In the under-monitored corners of modern enterprises, a new digital habit is quietly taking root, and it’s coming straight out of China.
Chinese-made Generative AI tools like DeepSeek and Moonshot Kimi are quietly gaining traction inside US and UK enterprise environments. The practice often comes without the knowledge or approval of security teams, which raises alarm.
Chinese platforms offer little transparency about what happens to the data users submit. Questions around data storage, retention, and how that information might be repurposed for model training are fueling growing concerns about surveillance, intellectual property theft, and corporate espionage.
A new 30-day study by cybersecurity firm Harmonic Security analyzed behavior across roughly 14,000 end users and found that 7.95% of employees in the average enterprise had interacted with at least one Chinese-developed GenAI tool, including platforms like DeepSeek, Moonshot Kimi, Manus, Baidu Chat, and Qwen. This translates to approximately 1 in 12 employees.
Each company uploaded an average of 1.2MB of data to these GenAI apps, more than enough to contain code snippets, internal documents, or structured business data.

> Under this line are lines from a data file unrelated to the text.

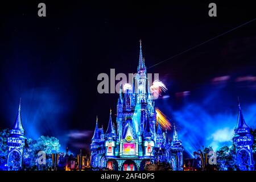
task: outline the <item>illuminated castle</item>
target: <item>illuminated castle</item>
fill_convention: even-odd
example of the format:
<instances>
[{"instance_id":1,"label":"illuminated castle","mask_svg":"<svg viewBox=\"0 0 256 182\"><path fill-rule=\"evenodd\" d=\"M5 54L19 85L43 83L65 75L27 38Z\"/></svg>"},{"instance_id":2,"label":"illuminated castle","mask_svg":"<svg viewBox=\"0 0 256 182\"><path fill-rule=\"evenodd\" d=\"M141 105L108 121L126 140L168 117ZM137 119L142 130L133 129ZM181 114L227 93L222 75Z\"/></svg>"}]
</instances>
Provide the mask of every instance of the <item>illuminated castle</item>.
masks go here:
<instances>
[{"instance_id":1,"label":"illuminated castle","mask_svg":"<svg viewBox=\"0 0 256 182\"><path fill-rule=\"evenodd\" d=\"M116 128L112 111L104 134L98 119L90 144L93 169L143 170L146 164L156 162L169 164L173 170L183 170L183 147L175 128L171 143L166 129L163 132L156 113L146 68L142 57L141 41L139 65L133 85L121 88L117 101ZM137 84L137 85L135 85Z\"/></svg>"},{"instance_id":2,"label":"illuminated castle","mask_svg":"<svg viewBox=\"0 0 256 182\"><path fill-rule=\"evenodd\" d=\"M246 125L245 118L238 104L237 123L234 129L235 135L233 141L237 152L236 165L241 171L253 171L253 136L250 132L250 127Z\"/></svg>"},{"instance_id":3,"label":"illuminated castle","mask_svg":"<svg viewBox=\"0 0 256 182\"><path fill-rule=\"evenodd\" d=\"M24 129L20 115L20 101L19 110L13 129L7 139L9 171L18 171L22 168L23 147L25 144Z\"/></svg>"}]
</instances>

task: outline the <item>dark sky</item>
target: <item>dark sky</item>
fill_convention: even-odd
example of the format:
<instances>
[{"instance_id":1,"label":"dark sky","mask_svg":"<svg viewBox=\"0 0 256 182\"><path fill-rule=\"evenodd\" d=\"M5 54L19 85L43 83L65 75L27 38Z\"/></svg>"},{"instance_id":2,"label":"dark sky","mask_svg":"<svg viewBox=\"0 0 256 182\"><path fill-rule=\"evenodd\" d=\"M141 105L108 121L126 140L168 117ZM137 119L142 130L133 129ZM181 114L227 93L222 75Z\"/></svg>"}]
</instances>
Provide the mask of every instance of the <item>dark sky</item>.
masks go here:
<instances>
[{"instance_id":1,"label":"dark sky","mask_svg":"<svg viewBox=\"0 0 256 182\"><path fill-rule=\"evenodd\" d=\"M169 1L10 1L1 6L0 127L11 127L21 97L28 137L54 136L63 148L88 151L96 115L106 130L118 98L97 92L97 76L110 75L110 68L136 72L139 39L149 68L256 16L251 1L214 1L217 17L208 16L212 2ZM45 18L38 16L39 2L46 4ZM183 141L188 152L214 144L205 140L215 140L209 133L217 131L207 128L215 119L226 122L220 114L234 126L238 95L248 122L256 126L255 31L254 21L148 69L159 73L168 89L164 95L170 97L156 105L177 123L183 140L191 136ZM185 91L190 95L183 96ZM201 135L192 134L199 125Z\"/></svg>"}]
</instances>

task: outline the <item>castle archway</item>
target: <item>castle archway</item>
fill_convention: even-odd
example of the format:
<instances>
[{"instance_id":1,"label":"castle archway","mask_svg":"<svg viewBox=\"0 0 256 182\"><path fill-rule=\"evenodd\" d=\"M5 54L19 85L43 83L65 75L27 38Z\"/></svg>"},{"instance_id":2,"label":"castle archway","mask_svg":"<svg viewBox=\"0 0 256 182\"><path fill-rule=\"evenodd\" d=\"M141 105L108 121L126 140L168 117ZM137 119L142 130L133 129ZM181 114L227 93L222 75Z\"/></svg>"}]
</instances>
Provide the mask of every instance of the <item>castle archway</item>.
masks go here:
<instances>
[{"instance_id":1,"label":"castle archway","mask_svg":"<svg viewBox=\"0 0 256 182\"><path fill-rule=\"evenodd\" d=\"M21 167L22 155L16 150L12 150L8 155L7 165L10 170L16 171Z\"/></svg>"},{"instance_id":2,"label":"castle archway","mask_svg":"<svg viewBox=\"0 0 256 182\"><path fill-rule=\"evenodd\" d=\"M139 167L139 169L140 171L144 171L145 170L145 166L146 164L150 164L150 159L143 159L142 160L142 161L141 162L141 165Z\"/></svg>"},{"instance_id":3,"label":"castle archway","mask_svg":"<svg viewBox=\"0 0 256 182\"><path fill-rule=\"evenodd\" d=\"M108 160L106 163L106 168L110 170L118 171L118 164L117 162L114 159Z\"/></svg>"},{"instance_id":4,"label":"castle archway","mask_svg":"<svg viewBox=\"0 0 256 182\"><path fill-rule=\"evenodd\" d=\"M126 160L122 167L122 171L137 171L137 167L133 160Z\"/></svg>"}]
</instances>

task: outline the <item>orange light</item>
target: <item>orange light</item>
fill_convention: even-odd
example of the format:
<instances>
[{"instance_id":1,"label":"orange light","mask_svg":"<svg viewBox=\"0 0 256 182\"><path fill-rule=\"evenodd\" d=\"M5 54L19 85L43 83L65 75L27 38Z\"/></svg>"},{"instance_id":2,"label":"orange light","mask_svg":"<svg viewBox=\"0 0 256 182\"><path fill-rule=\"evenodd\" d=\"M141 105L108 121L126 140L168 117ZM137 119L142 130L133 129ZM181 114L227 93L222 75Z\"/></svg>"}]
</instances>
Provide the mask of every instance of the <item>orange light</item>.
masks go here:
<instances>
[{"instance_id":1,"label":"orange light","mask_svg":"<svg viewBox=\"0 0 256 182\"><path fill-rule=\"evenodd\" d=\"M167 119L167 117L157 107L155 107L155 111L156 112L156 123L158 123L158 120L159 120L160 125L162 128L171 130L172 125Z\"/></svg>"}]
</instances>

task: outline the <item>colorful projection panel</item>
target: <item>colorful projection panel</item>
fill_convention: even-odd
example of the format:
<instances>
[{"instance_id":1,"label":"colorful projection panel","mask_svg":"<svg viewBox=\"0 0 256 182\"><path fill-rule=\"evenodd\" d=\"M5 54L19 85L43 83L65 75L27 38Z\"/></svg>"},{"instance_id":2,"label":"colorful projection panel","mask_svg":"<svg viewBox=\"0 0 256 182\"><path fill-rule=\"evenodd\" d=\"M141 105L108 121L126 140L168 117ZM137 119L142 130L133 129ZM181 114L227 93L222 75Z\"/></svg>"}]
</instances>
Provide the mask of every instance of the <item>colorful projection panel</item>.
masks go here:
<instances>
[{"instance_id":1,"label":"colorful projection panel","mask_svg":"<svg viewBox=\"0 0 256 182\"><path fill-rule=\"evenodd\" d=\"M127 153L135 152L135 143L123 143L123 152Z\"/></svg>"}]
</instances>

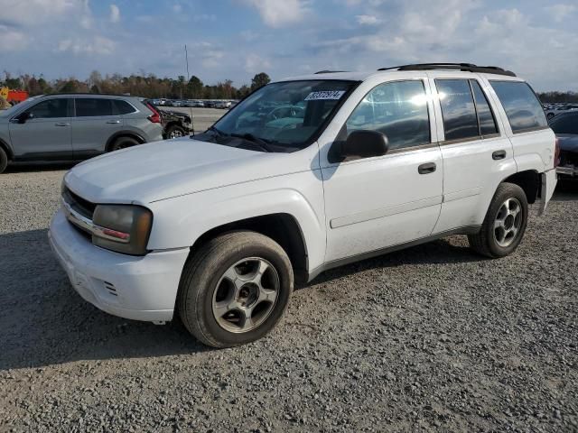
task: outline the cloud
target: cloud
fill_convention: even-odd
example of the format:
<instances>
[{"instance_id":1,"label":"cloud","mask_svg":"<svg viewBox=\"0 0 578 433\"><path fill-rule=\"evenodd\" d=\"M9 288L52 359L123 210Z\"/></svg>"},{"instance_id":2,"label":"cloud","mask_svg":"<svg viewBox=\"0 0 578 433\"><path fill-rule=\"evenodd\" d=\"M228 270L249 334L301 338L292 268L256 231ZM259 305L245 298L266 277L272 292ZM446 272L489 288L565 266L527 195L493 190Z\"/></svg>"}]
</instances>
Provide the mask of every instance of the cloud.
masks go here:
<instances>
[{"instance_id":1,"label":"cloud","mask_svg":"<svg viewBox=\"0 0 578 433\"><path fill-rule=\"evenodd\" d=\"M554 21L562 23L564 19L568 18L568 15L571 15L576 11L576 6L574 5L552 5L547 6L545 10L550 14Z\"/></svg>"},{"instance_id":2,"label":"cloud","mask_svg":"<svg viewBox=\"0 0 578 433\"><path fill-rule=\"evenodd\" d=\"M37 24L79 14L87 8L88 0L0 0L0 24Z\"/></svg>"},{"instance_id":3,"label":"cloud","mask_svg":"<svg viewBox=\"0 0 578 433\"><path fill-rule=\"evenodd\" d=\"M28 45L28 37L22 32L0 24L0 52L23 50Z\"/></svg>"},{"instance_id":4,"label":"cloud","mask_svg":"<svg viewBox=\"0 0 578 433\"><path fill-rule=\"evenodd\" d=\"M356 20L361 25L376 25L379 23L379 20L375 15L356 15Z\"/></svg>"},{"instance_id":5,"label":"cloud","mask_svg":"<svg viewBox=\"0 0 578 433\"><path fill-rule=\"evenodd\" d=\"M120 21L120 9L117 5L110 5L110 22L118 23Z\"/></svg>"},{"instance_id":6,"label":"cloud","mask_svg":"<svg viewBox=\"0 0 578 433\"><path fill-rule=\"evenodd\" d=\"M269 27L284 27L300 22L308 8L303 0L245 0L256 8L263 22Z\"/></svg>"},{"instance_id":7,"label":"cloud","mask_svg":"<svg viewBox=\"0 0 578 433\"><path fill-rule=\"evenodd\" d=\"M102 36L96 36L91 41L64 39L58 44L58 51L71 52L75 55L98 54L109 55L115 51L115 42Z\"/></svg>"},{"instance_id":8,"label":"cloud","mask_svg":"<svg viewBox=\"0 0 578 433\"><path fill-rule=\"evenodd\" d=\"M256 54L249 54L245 60L245 70L249 73L270 69L271 62Z\"/></svg>"}]
</instances>

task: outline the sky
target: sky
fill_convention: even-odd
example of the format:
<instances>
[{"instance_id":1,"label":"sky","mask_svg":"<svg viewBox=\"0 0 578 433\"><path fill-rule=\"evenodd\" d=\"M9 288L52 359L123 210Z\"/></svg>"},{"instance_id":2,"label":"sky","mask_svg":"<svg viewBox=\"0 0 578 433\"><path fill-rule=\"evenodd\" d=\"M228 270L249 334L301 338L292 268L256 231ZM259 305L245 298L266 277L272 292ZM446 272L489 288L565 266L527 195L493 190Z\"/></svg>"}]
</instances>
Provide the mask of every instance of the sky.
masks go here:
<instances>
[{"instance_id":1,"label":"sky","mask_svg":"<svg viewBox=\"0 0 578 433\"><path fill-rule=\"evenodd\" d=\"M0 72L250 83L430 61L578 91L577 0L0 0Z\"/></svg>"}]
</instances>

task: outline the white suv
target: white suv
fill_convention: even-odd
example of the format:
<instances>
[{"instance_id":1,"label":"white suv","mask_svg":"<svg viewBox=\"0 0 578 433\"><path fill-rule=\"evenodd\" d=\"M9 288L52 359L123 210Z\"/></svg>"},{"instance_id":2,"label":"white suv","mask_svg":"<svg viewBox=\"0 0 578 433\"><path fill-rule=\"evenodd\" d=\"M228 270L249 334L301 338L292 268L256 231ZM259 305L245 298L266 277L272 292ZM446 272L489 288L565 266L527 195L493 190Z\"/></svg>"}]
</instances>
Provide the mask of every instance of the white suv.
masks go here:
<instances>
[{"instance_id":1,"label":"white suv","mask_svg":"<svg viewBox=\"0 0 578 433\"><path fill-rule=\"evenodd\" d=\"M408 65L269 84L202 134L70 170L51 224L98 308L216 347L256 340L294 281L448 235L516 250L556 184L532 88L499 68Z\"/></svg>"}]
</instances>

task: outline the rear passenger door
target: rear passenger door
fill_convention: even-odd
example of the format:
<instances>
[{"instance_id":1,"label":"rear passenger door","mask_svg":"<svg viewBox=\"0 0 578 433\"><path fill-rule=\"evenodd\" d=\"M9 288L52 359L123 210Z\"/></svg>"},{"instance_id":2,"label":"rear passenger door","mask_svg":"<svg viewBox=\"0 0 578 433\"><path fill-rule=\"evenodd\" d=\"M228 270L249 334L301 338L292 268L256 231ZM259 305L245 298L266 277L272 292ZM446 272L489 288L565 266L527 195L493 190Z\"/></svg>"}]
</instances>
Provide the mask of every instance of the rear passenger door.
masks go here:
<instances>
[{"instance_id":1,"label":"rear passenger door","mask_svg":"<svg viewBox=\"0 0 578 433\"><path fill-rule=\"evenodd\" d=\"M488 86L476 75L431 75L443 158L443 201L434 230L439 234L481 225L498 185L516 172L516 162Z\"/></svg>"},{"instance_id":2,"label":"rear passenger door","mask_svg":"<svg viewBox=\"0 0 578 433\"><path fill-rule=\"evenodd\" d=\"M10 140L19 160L71 160L70 114L72 99L42 98L10 121ZM18 119L29 115L21 123Z\"/></svg>"},{"instance_id":3,"label":"rear passenger door","mask_svg":"<svg viewBox=\"0 0 578 433\"><path fill-rule=\"evenodd\" d=\"M86 159L106 151L108 140L123 128L123 118L113 99L75 98L72 119L72 148L76 159Z\"/></svg>"}]
</instances>

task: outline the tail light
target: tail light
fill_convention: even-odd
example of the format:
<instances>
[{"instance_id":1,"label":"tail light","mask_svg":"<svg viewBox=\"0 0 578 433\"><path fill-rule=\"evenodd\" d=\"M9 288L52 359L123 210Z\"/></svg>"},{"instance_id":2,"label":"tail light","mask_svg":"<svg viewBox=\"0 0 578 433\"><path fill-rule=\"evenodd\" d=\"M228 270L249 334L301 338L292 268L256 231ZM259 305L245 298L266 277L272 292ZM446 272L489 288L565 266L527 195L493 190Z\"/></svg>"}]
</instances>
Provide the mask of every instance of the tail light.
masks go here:
<instances>
[{"instance_id":1,"label":"tail light","mask_svg":"<svg viewBox=\"0 0 578 433\"><path fill-rule=\"evenodd\" d=\"M151 115L149 115L147 117L148 120L150 120L151 122L153 122L154 124L160 124L161 123L161 114L156 111L156 108L154 108L154 106L153 106L150 104L146 104L146 106L148 107L149 110L151 110L153 112L153 114Z\"/></svg>"}]
</instances>

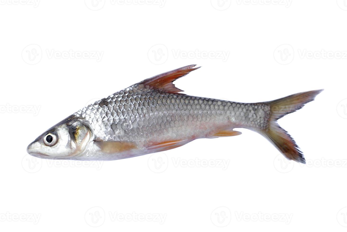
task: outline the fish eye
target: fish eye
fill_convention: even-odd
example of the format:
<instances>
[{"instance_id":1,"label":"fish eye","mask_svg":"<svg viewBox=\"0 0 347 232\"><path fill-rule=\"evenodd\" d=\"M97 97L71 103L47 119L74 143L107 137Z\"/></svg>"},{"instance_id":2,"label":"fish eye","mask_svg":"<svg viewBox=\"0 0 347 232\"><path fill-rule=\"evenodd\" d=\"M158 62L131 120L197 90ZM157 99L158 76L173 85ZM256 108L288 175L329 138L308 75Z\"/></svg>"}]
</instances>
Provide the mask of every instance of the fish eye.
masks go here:
<instances>
[{"instance_id":1,"label":"fish eye","mask_svg":"<svg viewBox=\"0 0 347 232\"><path fill-rule=\"evenodd\" d=\"M52 133L48 133L43 137L43 143L50 146L55 145L58 141L57 136Z\"/></svg>"}]
</instances>

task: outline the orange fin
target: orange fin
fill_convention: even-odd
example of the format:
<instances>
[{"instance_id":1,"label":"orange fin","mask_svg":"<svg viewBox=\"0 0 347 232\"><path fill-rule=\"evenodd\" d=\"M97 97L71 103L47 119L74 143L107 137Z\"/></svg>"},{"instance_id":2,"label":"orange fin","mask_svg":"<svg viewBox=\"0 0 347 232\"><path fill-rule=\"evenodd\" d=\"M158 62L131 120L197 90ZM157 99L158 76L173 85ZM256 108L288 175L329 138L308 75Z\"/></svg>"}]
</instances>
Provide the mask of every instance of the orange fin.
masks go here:
<instances>
[{"instance_id":1,"label":"orange fin","mask_svg":"<svg viewBox=\"0 0 347 232\"><path fill-rule=\"evenodd\" d=\"M150 87L170 93L177 93L183 91L176 87L172 82L180 77L200 68L196 65L188 65L146 79L137 83L149 85Z\"/></svg>"},{"instance_id":2,"label":"orange fin","mask_svg":"<svg viewBox=\"0 0 347 232\"><path fill-rule=\"evenodd\" d=\"M120 153L138 148L136 144L132 142L95 141L94 143L103 152L108 154Z\"/></svg>"},{"instance_id":3,"label":"orange fin","mask_svg":"<svg viewBox=\"0 0 347 232\"><path fill-rule=\"evenodd\" d=\"M236 130L221 130L217 131L210 136L211 138L224 137L225 136L235 136L241 135L242 133Z\"/></svg>"},{"instance_id":4,"label":"orange fin","mask_svg":"<svg viewBox=\"0 0 347 232\"><path fill-rule=\"evenodd\" d=\"M153 152L163 152L164 151L173 149L174 148L180 147L189 143L190 141L186 139L184 140L176 140L171 141L165 141L157 143L152 144L147 146L148 150L152 150Z\"/></svg>"}]
</instances>

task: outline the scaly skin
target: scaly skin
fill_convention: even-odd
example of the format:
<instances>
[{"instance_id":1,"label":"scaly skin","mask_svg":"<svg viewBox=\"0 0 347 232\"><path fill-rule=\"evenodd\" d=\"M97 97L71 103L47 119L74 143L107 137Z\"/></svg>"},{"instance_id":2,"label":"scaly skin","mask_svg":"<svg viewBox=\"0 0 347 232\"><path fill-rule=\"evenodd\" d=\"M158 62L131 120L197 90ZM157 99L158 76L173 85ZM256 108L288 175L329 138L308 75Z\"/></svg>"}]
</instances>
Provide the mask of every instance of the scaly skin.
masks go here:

“All data submitted to these platforms should be considered property of the Chinese Communist Party, given a total lack of transparency around data retention, input reuse, and model training policies, exposing organizations to potentially serious legal and compliance liabilities,”
said Alastair Paterson, CEO and co-founder of Harmonic Security.
If you’re using Generative AI, you might leak data
Among the 1,059 employees using Chinese GenAI tools, the researchers uncovered 535 instances of sensitive data leaks. DeepSeek emerged as the prime offender, responsible for roughly 85% of these breaches, with Moonshot Kimi, Qwen, Baidu Chat, and Manus trailing behind.
Code and development artifacts made up the largest chunk of leaked data (nearly 33%), including proprietary code, internal logic, and access keys. Other sensitive content that found its way into the wild included:
- Mergers & Acquisitions data (18.2%)
- PII (personally identifiable information) (17.8%)
- Financial records (14.4%)
- Customer data (12.0%)
- Legal documents (4.9%)
The risk is especially high for engineering-heavy companies. Developers, in particular, are embracing GenAI tools to speed up coding tasks. However, this kind of practice might have serious security implications of feeding their internal code, API keys, and system architecture into foreign-hosted models.
GenAI apps of Chinese origin aren't just popular but also powerful. In some cases, depending on the task, they even outperform their US counterparts. That performance edge is exactly why employees keep turning to them despite the risks.
For most enterprise security teams, however, these tools remain invisible blind spots, operating well outside traditional monitoring systems.
“Blocking alone is rarely effective and often misaligned with business priorities. Even in companies willing to take a hardline stance, users frequently circumvent controls,” commented Peterson.
“A more effective approach is to focus on education and train employees on the risks of using unsanctioned GenAI tools, especially Chinese-hosted platforms,” he adds.
AI tools are causing concern for security
Big tech's power over data is constantly under discussion, as companies have access to it, which might lead to governments and intelligence agencies using the data for multiple strategic purposes. For this reason, feeding rival powers with data causes concerns among Western think tanks.
A bipartisan group of US lawmakers made a push in June to introduce a bill that bars US executive agencies from using artificial intelligence models developed in China, including those from DeepSeek.
In June, Germany took steps to block Chinese AI startup DeepSeek from the Apple and Google app stores due to concerns about data protection. Previously, Australia banned the use of the app on Government devices, saying that it was an “unacceptable risk.”
Australia's decision to ban DeepSeek follows similar action in Italy, while Taiwan also banned government departments from using the app earlier this week.
As reported by Reuters, previous estimations concluded that DeepSeek is aiding China's military and intelligence operations and has had access to "large volumes" of Nvidia's chips.